Two new cybersecurity tools “OSV-Scanner” and “Peach” that landed this week deserve attention – whether you are a CISO, Blue Team, or just trying to tighten up your application development or cloud practices.
OSV-Scanner was released under an Apache 2.0 licence by Google. Peach is an open framework from Wiz to model the threat of unauthorised cross-tenant access to cloud workloads during your threat modelling process.
What is OSV-Scanner?
OSV-Scanner, a free tool from Google, matches your code and dependencies against lists of known vulnerabilities in a rapidly growing open source vulnerability database, in OSV.dev, that launched in 2021.
Google says: “Running OSV-Scanner on your project will first find all the transitive dependencies that are being used by analyzing manifests, SBOMs, and commit hashes. The scanner then connects this information with the OSV database and displays the vulnerabilities relevant to your project” for more secure development.
(A good example of the challenges here: 12 months after the Log4J vulnerability triggered massive attacks, nearly 40% of downloads of the open source java logging library are still the vulnerable version. As Sonatype notes, 96% of vulnerable downloads of open source components actually have a fixed version available.)
OSV.dev now supports 16 ecosystems, including all major language ecosystems, Linux distributions (Debian and Alpine at this stage), as well as Android, Linux Kernel, and OSS-Fuzz.

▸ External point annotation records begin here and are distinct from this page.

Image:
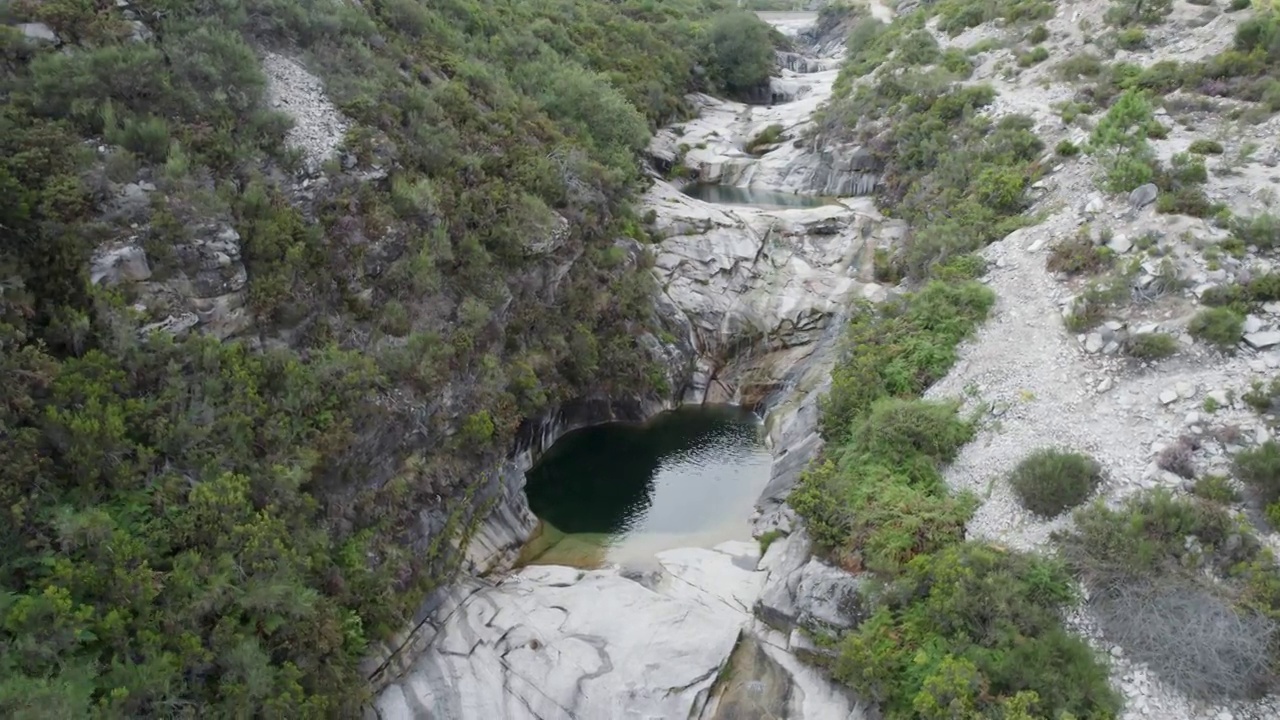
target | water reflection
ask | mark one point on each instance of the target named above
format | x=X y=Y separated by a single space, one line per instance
x=620 y=492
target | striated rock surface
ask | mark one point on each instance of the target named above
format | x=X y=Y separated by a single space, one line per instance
x=743 y=270
x=556 y=643
x=545 y=645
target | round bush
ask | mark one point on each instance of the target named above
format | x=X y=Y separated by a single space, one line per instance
x=1052 y=481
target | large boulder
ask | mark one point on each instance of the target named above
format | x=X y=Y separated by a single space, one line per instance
x=805 y=592
x=558 y=643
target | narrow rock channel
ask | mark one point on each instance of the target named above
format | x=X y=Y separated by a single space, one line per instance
x=699 y=632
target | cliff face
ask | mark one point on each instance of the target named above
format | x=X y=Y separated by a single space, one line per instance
x=323 y=264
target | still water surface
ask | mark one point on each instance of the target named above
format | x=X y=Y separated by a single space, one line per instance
x=622 y=492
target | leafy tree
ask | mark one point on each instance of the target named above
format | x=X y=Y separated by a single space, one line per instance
x=740 y=51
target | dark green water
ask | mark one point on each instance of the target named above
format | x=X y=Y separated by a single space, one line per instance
x=731 y=195
x=621 y=492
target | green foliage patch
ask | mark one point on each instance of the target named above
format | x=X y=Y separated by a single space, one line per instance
x=188 y=525
x=1050 y=481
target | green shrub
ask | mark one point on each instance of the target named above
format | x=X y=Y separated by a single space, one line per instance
x=1203 y=146
x=1215 y=488
x=1132 y=39
x=1260 y=469
x=771 y=135
x=1150 y=12
x=1261 y=396
x=1078 y=255
x=1151 y=346
x=1148 y=566
x=1083 y=65
x=1220 y=327
x=900 y=349
x=740 y=48
x=1050 y=481
x=974 y=628
x=1261 y=231
x=1036 y=55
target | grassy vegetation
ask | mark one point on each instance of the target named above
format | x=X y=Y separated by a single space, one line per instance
x=1220 y=327
x=1247 y=71
x=1152 y=346
x=1183 y=587
x=771 y=135
x=1050 y=481
x=937 y=153
x=877 y=502
x=195 y=529
x=1078 y=255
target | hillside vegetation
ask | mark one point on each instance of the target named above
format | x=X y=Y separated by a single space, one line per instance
x=979 y=551
x=193 y=528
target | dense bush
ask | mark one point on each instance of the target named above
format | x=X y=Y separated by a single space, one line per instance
x=1216 y=488
x=900 y=349
x=1206 y=147
x=1052 y=481
x=188 y=525
x=1151 y=346
x=1183 y=587
x=974 y=632
x=1179 y=456
x=1077 y=255
x=1220 y=327
x=960 y=629
x=741 y=51
x=771 y=135
x=1260 y=469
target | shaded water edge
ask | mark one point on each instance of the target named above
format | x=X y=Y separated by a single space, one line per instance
x=622 y=492
x=753 y=196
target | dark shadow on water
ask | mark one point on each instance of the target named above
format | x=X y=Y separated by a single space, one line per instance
x=732 y=195
x=688 y=472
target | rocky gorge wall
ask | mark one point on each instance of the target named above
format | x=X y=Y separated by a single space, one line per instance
x=759 y=295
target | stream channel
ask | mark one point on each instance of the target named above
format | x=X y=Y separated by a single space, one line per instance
x=641 y=593
x=624 y=492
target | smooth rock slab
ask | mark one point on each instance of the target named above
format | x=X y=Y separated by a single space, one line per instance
x=560 y=643
x=1262 y=340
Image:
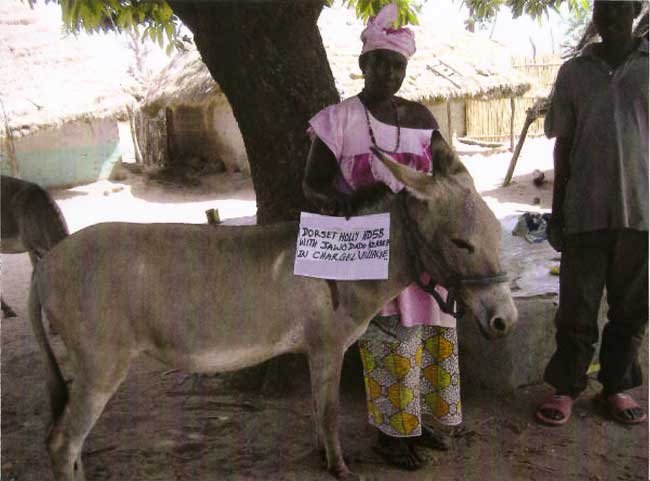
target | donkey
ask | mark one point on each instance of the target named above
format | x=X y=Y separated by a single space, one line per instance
x=236 y=302
x=31 y=222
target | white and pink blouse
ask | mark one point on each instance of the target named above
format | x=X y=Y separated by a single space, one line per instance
x=344 y=129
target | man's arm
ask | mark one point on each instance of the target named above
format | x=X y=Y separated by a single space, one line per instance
x=561 y=155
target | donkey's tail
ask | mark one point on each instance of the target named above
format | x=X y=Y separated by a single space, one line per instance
x=56 y=386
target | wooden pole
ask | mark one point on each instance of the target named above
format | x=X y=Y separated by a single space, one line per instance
x=522 y=137
x=449 y=123
x=512 y=123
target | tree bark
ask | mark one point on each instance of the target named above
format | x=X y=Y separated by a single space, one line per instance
x=269 y=60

It is now the biggest open source vulnerability database of its kind, with over 38,000 advisories, up from 15,000 advisories a year ago.
The scanner is not perfect and still being built out but it is undeniably useful, it is free and allied to a free framework like Microsoft’s S2C2F it is another welcome tool in the arsenal of tightening up OSS security.
OSV-Scanner can be found here.
Wiz's Peach framework
The Peach framework was released this week by cloud security company Wiz.
It has been designed to encourage and facilitate the inclusion of an isolation review process for cloud workloads, as part of a broader threat modelling effort for a multi-tenant applications.
Its whitepaper is free to download – mercifully without any data-harvesting forms to fill in either.
Wiz launched Peach after discovering and encountering numerous critical cross design and implementation mistakes that enabled unauthorised cross-tenant access into hyperscaler cloud accounts.
Peach refers to the hardening of Privilege, Encryption, Authentication and Connectivity, and proper Hygiene.
It was born out of the experience by Wiz’s security researchers that identified “a common root cause in all these cases in the form of bugs in customer-facing interfaces (such as an insecure API permitting tenants to execute code in unexpected ways or escalate their local privileges within their own environment), compounded by insufficient hardening of security boundaries (such as a virtual machine with an overly permissive firewall).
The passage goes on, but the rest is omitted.